Just Taxes Blog by ITEP

Making a Case to Tax the Rich

April 3, 2019


For years, anti-tax proponents have broadly labeled all wealthy people as “jobs creators” in their persistent pursuit of lower tax rates.

Higher tax rates on the rich mean fewer jobs for the rest of us, so the story goes. But this fallacy has fallen out of favor because it’s clear that continual tax cuts for the rich are primarily benefiting the rich and will eventually cost the rest of us in the form of broad cuts to critical programs and services.

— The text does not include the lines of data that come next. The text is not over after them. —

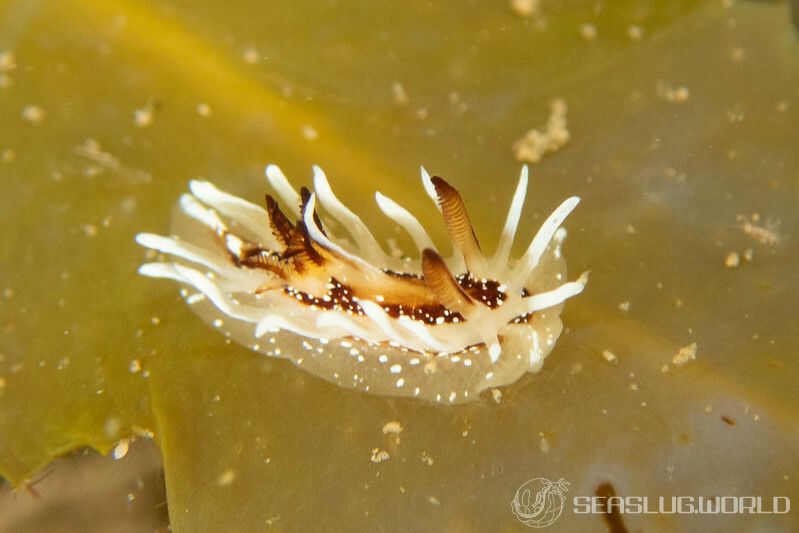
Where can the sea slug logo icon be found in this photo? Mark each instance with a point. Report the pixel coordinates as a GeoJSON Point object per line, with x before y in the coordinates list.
{"type": "Point", "coordinates": [539, 502]}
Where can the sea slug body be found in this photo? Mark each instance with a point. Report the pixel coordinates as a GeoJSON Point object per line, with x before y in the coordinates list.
{"type": "Point", "coordinates": [280, 282]}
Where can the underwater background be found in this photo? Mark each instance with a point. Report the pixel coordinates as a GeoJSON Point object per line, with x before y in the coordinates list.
{"type": "Point", "coordinates": [682, 122]}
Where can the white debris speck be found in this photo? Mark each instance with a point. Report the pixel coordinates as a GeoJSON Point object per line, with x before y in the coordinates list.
{"type": "Point", "coordinates": [496, 395]}
{"type": "Point", "coordinates": [378, 455]}
{"type": "Point", "coordinates": [121, 449]}
{"type": "Point", "coordinates": [393, 427]}
{"type": "Point", "coordinates": [588, 31]}
{"type": "Point", "coordinates": [92, 150]}
{"type": "Point", "coordinates": [33, 114]}
{"type": "Point", "coordinates": [610, 357]}
{"type": "Point", "coordinates": [226, 478]}
{"type": "Point", "coordinates": [685, 354]}
{"type": "Point", "coordinates": [144, 116]}
{"type": "Point", "coordinates": [763, 234]}
{"type": "Point", "coordinates": [535, 144]}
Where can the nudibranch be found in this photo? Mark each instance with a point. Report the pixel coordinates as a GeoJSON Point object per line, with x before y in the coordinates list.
{"type": "Point", "coordinates": [282, 282]}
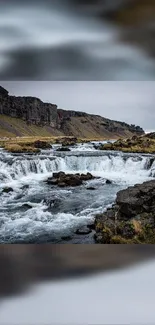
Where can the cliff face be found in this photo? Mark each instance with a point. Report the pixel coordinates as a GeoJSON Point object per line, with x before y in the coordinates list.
{"type": "Point", "coordinates": [31, 111]}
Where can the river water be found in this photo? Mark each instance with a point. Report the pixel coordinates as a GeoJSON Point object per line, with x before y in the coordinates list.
{"type": "Point", "coordinates": [35, 212]}
{"type": "Point", "coordinates": [53, 41]}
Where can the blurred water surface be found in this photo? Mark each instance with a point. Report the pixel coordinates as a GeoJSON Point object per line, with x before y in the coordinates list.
{"type": "Point", "coordinates": [53, 40]}
{"type": "Point", "coordinates": [123, 297]}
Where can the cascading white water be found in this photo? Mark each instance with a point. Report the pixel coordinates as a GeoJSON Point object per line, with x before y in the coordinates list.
{"type": "Point", "coordinates": [114, 166]}
{"type": "Point", "coordinates": [35, 212]}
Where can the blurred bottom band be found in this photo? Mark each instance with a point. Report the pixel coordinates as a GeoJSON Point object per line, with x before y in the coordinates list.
{"type": "Point", "coordinates": [22, 266]}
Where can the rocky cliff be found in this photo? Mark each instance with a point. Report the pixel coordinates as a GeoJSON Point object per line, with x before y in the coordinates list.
{"type": "Point", "coordinates": [26, 115]}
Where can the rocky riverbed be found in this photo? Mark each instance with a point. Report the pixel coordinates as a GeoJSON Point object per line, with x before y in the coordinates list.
{"type": "Point", "coordinates": [36, 208]}
{"type": "Point", "coordinates": [132, 218]}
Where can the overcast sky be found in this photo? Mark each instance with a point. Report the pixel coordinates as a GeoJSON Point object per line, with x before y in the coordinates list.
{"type": "Point", "coordinates": [132, 102]}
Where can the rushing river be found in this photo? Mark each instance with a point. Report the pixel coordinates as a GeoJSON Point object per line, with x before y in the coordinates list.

The lore of the privileged few benevolently creating jobs for the rest of us comes from the same ideological space that figures wealth and opportunity are there for the taking for anyone who works hard enough. This myth is comforting for the rich because it confers a moral sanction on their privilege. It’s also an ideal that powerful special interests have exploited to rig the system in their favor and funnel more of the nation’s wealth to those at the top. But it simply doesn’t hold true for working people—those who are already contributing but unable to get by—that hard work translates into economic mobility.

The 2017 Tax Cuts and Jobs Act bestowed half of its benefit on the top 5 percent of taxpayers, further reduced the already weakened estate tax, and dramatically slashed the corporate tax rate among other things. It was more unpopular than tax increases under the Clinton Administration, and it (along with a heightened awareness of how the system has been rigged in favor of the wealthy few) may very well be the straw that broke the camel’s back. A chorus is building and calling on our elected officials to tax the rich. And pundits and policymakers are seriously debating proposals calling for higher income taxes and a wealth tax instead of attempting to shut down the conversation by labeling such proposals as class warfare.

In a recent report, Progressive Revenue-Raising Options, we outline how lawmakers can create a more equitable tax system. And we take a deeper dive into some of the options in the below reports:

A federal wealth tax: In a recent report, The U.S. Needs a Federal Wealth Taxwe outline how such a tax could both raise revenue and address widening inequality. The top 1 percent of households capture about one-fifth of annual income but holds about 42 percent of all wealth. This means wealth inequality is even more severe than income inequality.

Tax capital gains the same as ordinary income: Income from capital gains is taxed at a substantially lower rate than income earned from work (a top rate of 20 percent on capital gains versus 37 percent for ordinary income), as we explain in the report Congress Should Reduce, Not Expand, Tax Breaks for Capital Gains. Wealthy individuals are more likely to derive a greater share of their income from capital gains, so this provision in the tax code provides favorable, unfair treatment to those in the highest income brackets. It also provides perverse incentive for wealthy people to contrive ways to classify their income as capital gains so that they can be subject to lower tax rates.

End the break for pass-through deduction. The Trump tax law created a new tax deduction for income from “pass-through” businesses, which are businesses that are subject to the personal income tax but not the corporate income tax. Proponents of the Trump law often call these “small businesses,” but in reality, most pass-through income goes to the richest one percent of taxpayers.

State Tax Systems Make a Difference Too: Forty-five state tax systems are upside down, meaning they tax low-income people at higher rates than the rich. Post-tax, lower-income people in most states have a smaller share of all income than before tax. Examining the federal tax system is a logical place to start when it comes to remedying income inequality, but state policymakers are missing a key opportunity if they don’t take a hard look at how their tax systems are contributing to income inequality, my colleague Meg Wiehe wrote in a recent op-ed.